For the past three years, Dallas police have been issuing tickets for "non-English speaking driver," an offense which carried a $204 fine. Only it turns out that "driving while Spanish" is not against the law. During that time, at least six different police officers issued at least 39 tickets for the nonexistent offense, and now the city has to track down the offenders to clean up their driving records and return their money.
The practice of fining Spanish-speaking drivers came to light earlier this month when Ernestina Mondragon went to court to protest one of three tickets she received while driving her granddaughter to school one day. Mondragon was written up by a rookie cop for not having her license with her; for making an illegal u-turn; and for not speaking English. As police rules require, those citations were okayed on the scene by the rookie's supervisor, and again later by a sergeant at headquarters.
Because of the mistake, the police dropped charges on all three of Mondragon's tickets, but authorities were unable to explain why there's a statutory fine for a law that isn't on the books.

To serve and protect: Driving while Spanish may still cause the police to stop and search your car, but driving while speaking Spanish is not against the law
Dallas taxi drivers must be able to speak English, but that doesn't apply to ordinary motorists like Mondragon.

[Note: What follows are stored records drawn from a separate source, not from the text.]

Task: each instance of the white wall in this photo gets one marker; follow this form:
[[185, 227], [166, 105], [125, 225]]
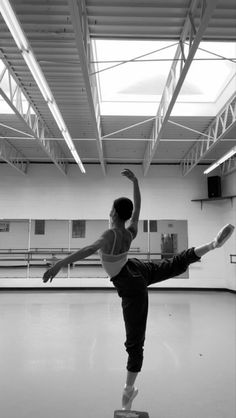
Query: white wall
[[46, 194]]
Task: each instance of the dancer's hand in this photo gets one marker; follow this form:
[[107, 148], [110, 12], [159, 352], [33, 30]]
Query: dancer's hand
[[51, 273], [129, 174]]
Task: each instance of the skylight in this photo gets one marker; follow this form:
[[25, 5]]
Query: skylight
[[136, 87]]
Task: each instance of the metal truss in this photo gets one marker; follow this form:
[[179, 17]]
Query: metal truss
[[188, 44], [222, 123], [15, 97], [12, 156], [228, 166], [83, 42]]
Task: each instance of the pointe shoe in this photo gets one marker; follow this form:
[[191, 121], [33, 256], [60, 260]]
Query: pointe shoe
[[223, 235], [128, 397]]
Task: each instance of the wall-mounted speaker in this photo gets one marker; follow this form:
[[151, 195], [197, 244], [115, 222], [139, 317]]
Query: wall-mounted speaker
[[214, 186]]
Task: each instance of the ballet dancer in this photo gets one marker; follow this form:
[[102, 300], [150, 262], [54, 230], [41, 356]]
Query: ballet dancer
[[131, 277]]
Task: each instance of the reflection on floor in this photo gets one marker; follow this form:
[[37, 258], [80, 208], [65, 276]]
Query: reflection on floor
[[62, 355]]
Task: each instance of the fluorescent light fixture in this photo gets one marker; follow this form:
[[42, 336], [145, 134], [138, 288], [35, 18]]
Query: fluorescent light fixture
[[225, 157], [13, 24], [78, 160], [24, 46], [37, 74], [57, 115]]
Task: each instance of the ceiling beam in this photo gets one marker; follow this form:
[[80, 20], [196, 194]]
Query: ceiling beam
[[15, 97], [188, 44], [220, 126], [83, 43]]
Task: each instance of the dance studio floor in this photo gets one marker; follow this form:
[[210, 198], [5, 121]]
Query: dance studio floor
[[62, 355]]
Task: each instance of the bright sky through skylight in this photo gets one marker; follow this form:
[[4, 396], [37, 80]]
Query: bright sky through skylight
[[133, 86]]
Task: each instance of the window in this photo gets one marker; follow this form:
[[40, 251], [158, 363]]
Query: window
[[145, 226], [78, 229], [153, 226], [4, 226], [39, 227]]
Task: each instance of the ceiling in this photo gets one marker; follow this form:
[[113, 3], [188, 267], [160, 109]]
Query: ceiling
[[53, 37]]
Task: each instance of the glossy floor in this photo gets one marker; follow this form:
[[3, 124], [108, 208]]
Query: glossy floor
[[62, 355]]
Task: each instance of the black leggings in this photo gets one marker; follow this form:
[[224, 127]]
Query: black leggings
[[131, 284]]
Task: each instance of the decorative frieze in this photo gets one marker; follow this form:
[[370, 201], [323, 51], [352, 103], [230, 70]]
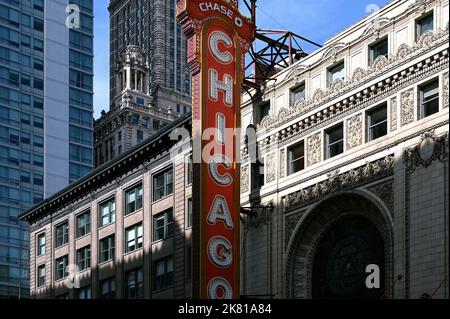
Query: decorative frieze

And Federal law requires drivers of commercial vehicles to speak English, but even English-speaking truck drivers with Spanish accents are routinely stopped and ticketed (see "Driving while Spanish nets trucker $500 fine"). Many of them don't bother to contest the tickets.

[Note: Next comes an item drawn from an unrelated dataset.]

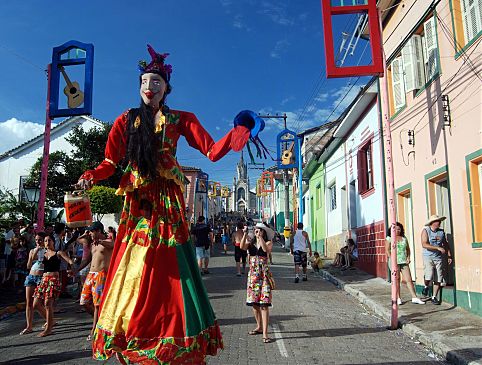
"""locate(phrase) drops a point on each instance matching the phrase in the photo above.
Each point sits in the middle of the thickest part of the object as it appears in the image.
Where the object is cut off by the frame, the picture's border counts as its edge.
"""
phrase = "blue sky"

While Dallas cops were busy fining drivers, a motel owner was firing the Hispanic staff in the Taos, New Mexico, hotel he'd just bought, rehiring them only if they agreed to speak only English and change their Spanish-sounding names to English ones. To win his job back, Marco had to turn in his "Hi, I'm Marco" name tag for one that reads, "Hi, I'm Mark."
According to the Associated Press, the new owner, Larry Whitten, who specializes in turning around failing hotels, justified converting the Paragon Inn, which was about to be closed by the bank, to the English-only Whitten Inn, in the process firing anyone refusing to get with the program: "It's a routine practice at [my] hotels to change first names of employees who work the front desk phones or deal directly with guests if their names are difficult to understand or pronounce."

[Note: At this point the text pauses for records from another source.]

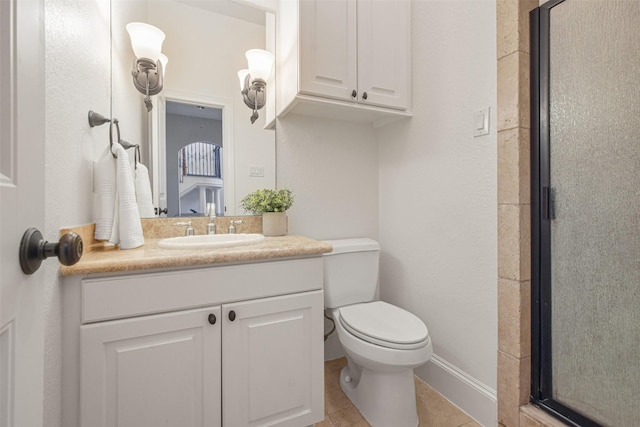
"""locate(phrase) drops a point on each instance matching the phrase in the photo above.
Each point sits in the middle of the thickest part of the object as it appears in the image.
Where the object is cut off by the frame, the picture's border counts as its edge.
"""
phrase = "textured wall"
(595, 120)
(332, 168)
(438, 196)
(77, 80)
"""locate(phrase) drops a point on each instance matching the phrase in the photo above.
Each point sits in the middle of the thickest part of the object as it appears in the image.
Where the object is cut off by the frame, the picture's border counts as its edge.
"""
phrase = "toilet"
(383, 343)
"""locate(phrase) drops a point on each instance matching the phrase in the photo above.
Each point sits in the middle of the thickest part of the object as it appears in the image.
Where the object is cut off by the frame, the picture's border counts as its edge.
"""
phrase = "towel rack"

Maybe I'm overly sensitive to this because like many Indians, my father anglicized his name from Rajendra to Roger, and my own name, Dennis, masks my Hindi name, Denesh. In any case, Whitten ordered a desk clerk named Martin, pronounced in the Spanish way, 'Mar TEEN,' to anglicize his name to 'MAR tin' and fired him when he refused. Whitten told CNN's Jane Velez Mitchell, "that [Spanish] name was proven not to be recognizable." Mitchell reminded him that his hotel is in New Mexico, where most of the city and street names are in Spanish, but Whitten insisted that people calling the hotel from his home state of Virginia or from the Carolinas would simply not be able to understand an employee's Spanish name. He didn't explain how he planned to handle the fact that the adobe-style hotel is located at 615 Paseo del Pueblo Sur.
Even though Spanish was spoken in New Mexico long before English, Whitten ordered his staff to speak in English because "he was worried they might start talking about him in Spanish," a language he doesn't understand.
Taos, an artist colony of 5,000 also popular with tourists, is a place where locals insist that Hispanics, Anglos, and Native Americans have been living in relative harmony for a long time. Now Whitten has disturbed that equilibrium with English-only rules that to many smack of bias. The ACLU and LULAC, the League of United Latin American Citizens, are accusing Whitten of racism and staging daily protests outside the hotel. One day Whitten retaliated by calling LULAC racists on the hotel billboard. The line in the sand is clear, and there's no shortage of sand in Taos.

Protestors outside the Whitten Inn in Taos, New Mexico, which has gone so English-only that employees must change their Spanish-sounding names to Anglo ones if they want to keep their jobs
Language discrimination, a form of discrimination based on national origin, is a violation of federal law. The Equal Employment Opportunity Commission has ruled that employers can only require employees to speak English if they can demonstrate that the language is necessary for the job or to ensure health and safety in the workplace, and each year the EEOC files hundreds of complaints against employers who adopt English-only policies that don't meet the Commission's clear guidelines. So far, none of the former employees have filed a complaint about the hotel's English-only rule with the EEOC.
Dallas has stopped fining Spanish-speaking drivers, but in Taos, Larry Whitten is still firing Spanish-speaking clerks. Instead of announcing weddings or bar mitzvahs, the sign outside the Paragon/Whitten Inn reads "Now Hiring" (o.k., maybe it never announced bar mitzvahs), and recent customer reviews on tripadvisor.com suggest that the hotel, which is also being remodeled, has a way to go before it rates as one of the top places to stay in Taos.